This manual offers guidelines for using Rapid Appraisal methods 1 to gather information on tenure and natural resource management. It will not give a full introduction to RA methodology since there are already many documents available on that subject. However, it will remind the reader of some of the most important features of the methodology 2. Neither will it go into much detail explaining tenure and how it relates to development projects. There is already an FAO concept paper (Bruce 1989) that discusses these issues and it may usefully be read as a companion volume to this one. In addition, Appendix 2 suggests further reading on tenure and natural resource issues. It will therefore be assumed that (1) the reader is already familiar with RA and (2) the project for which the manual is being used needs certain information about tenure and natural resource management. The manual will suggest how RA techniques might be used to get the necessary information.
One important reminder is necessary. What follows is not a recipe! It should not be followed as such. Rather, the manual offers suggestions for activities that may prove useful in a tenure study. These must be mixed with the ideas and especially the good judgement of the user before they will produce results of any value. In any given situation, some of the suggestions may not be relevant or may not work. Even those which do seem useful will have to be adapted to the particular kind of study being undertaken and the specific working conditions. RA not only encourages but obliges the practitioner to be creative and resourceful.
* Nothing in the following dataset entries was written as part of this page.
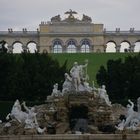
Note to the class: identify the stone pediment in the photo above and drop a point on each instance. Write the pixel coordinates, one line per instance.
(71, 18)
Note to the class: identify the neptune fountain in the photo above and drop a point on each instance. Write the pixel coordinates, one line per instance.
(78, 108)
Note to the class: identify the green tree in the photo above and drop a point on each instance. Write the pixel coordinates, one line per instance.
(121, 78)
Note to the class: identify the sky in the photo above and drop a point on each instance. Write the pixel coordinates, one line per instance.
(18, 14)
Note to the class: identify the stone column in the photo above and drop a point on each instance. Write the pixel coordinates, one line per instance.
(10, 49)
(118, 48)
(78, 49)
(25, 49)
(132, 48)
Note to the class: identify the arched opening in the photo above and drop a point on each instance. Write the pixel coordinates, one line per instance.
(85, 46)
(110, 47)
(57, 46)
(137, 47)
(125, 46)
(78, 117)
(71, 47)
(32, 47)
(17, 47)
(3, 46)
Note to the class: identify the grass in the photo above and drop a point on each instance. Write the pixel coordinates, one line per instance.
(95, 60)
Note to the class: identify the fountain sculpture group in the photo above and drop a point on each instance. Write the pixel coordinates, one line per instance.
(57, 116)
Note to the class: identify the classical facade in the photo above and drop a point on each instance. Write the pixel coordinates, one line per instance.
(71, 35)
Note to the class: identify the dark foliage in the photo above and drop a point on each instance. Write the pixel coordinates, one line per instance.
(122, 78)
(29, 76)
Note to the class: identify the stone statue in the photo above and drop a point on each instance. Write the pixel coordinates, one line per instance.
(103, 95)
(67, 85)
(130, 113)
(86, 18)
(55, 92)
(31, 120)
(75, 73)
(83, 71)
(17, 113)
(56, 18)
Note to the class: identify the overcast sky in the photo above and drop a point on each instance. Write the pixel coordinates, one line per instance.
(18, 14)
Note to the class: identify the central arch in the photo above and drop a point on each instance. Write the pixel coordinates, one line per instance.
(17, 47)
(57, 46)
(71, 46)
(85, 46)
(110, 47)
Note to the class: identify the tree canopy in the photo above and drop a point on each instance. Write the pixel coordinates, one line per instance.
(121, 77)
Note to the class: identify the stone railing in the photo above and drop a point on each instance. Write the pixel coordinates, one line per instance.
(73, 137)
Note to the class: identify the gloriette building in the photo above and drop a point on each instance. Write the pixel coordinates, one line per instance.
(70, 35)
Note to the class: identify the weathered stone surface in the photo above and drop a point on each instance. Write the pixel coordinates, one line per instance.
(62, 128)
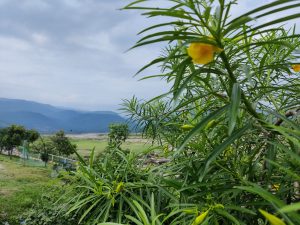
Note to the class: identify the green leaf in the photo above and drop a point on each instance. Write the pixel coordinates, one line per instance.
(200, 126)
(216, 152)
(290, 208)
(234, 107)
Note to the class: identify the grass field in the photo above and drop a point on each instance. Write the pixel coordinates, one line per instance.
(85, 146)
(20, 186)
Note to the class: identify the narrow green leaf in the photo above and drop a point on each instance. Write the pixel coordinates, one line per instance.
(290, 208)
(234, 107)
(200, 126)
(216, 152)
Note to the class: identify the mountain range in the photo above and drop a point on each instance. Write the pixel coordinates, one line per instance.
(48, 119)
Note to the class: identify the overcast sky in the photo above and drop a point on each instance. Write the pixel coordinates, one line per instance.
(71, 53)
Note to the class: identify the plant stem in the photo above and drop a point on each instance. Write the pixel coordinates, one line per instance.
(232, 81)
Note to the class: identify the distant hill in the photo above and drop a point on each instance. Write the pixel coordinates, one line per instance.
(48, 119)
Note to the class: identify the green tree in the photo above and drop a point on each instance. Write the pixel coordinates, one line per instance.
(118, 133)
(32, 135)
(12, 137)
(62, 144)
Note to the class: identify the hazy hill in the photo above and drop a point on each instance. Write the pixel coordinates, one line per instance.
(47, 119)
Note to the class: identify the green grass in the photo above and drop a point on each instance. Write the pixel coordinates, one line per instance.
(85, 146)
(20, 187)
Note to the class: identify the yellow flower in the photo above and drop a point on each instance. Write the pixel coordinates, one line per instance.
(202, 53)
(187, 127)
(276, 186)
(296, 67)
(119, 187)
(200, 218)
(274, 220)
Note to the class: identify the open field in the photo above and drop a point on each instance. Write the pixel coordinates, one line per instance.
(20, 186)
(85, 143)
The guide addresses, in order, the principal steps in doing an RA study of tenure issues. Chapter 1 gives a brief introduction to tenure and Rapid Appraisal. Preparations needed to do a tenure study are discussed in Chapter 2. Chapter 3 suggests practical techniques that have proved useful in gathering information in the field. Chapter 4 presents methods that may be helpful in organizing and analysing the information collected as well as writing the report. The final chapter discusses issues that may come up in using the information that has been gathered and notes some of the more common problems that may arise.
1 The term RA is being used to refer to the group of methodologies that includes Rapid Rural Appraisal (RRA), Participatory Rural Appraisal (PRA) and other similar techniques. Much of the information presented here is applicable to both RRA and PRA (see page 9 for a discussion of the difference) and where this is the case we use "Rapid Appraisal" to cover them both. Where there are significant differences in application between RRA and PRA, these are noted in the text.
2 For those who are not already familiar with RA, some sources of information have been listed in Appendix 1.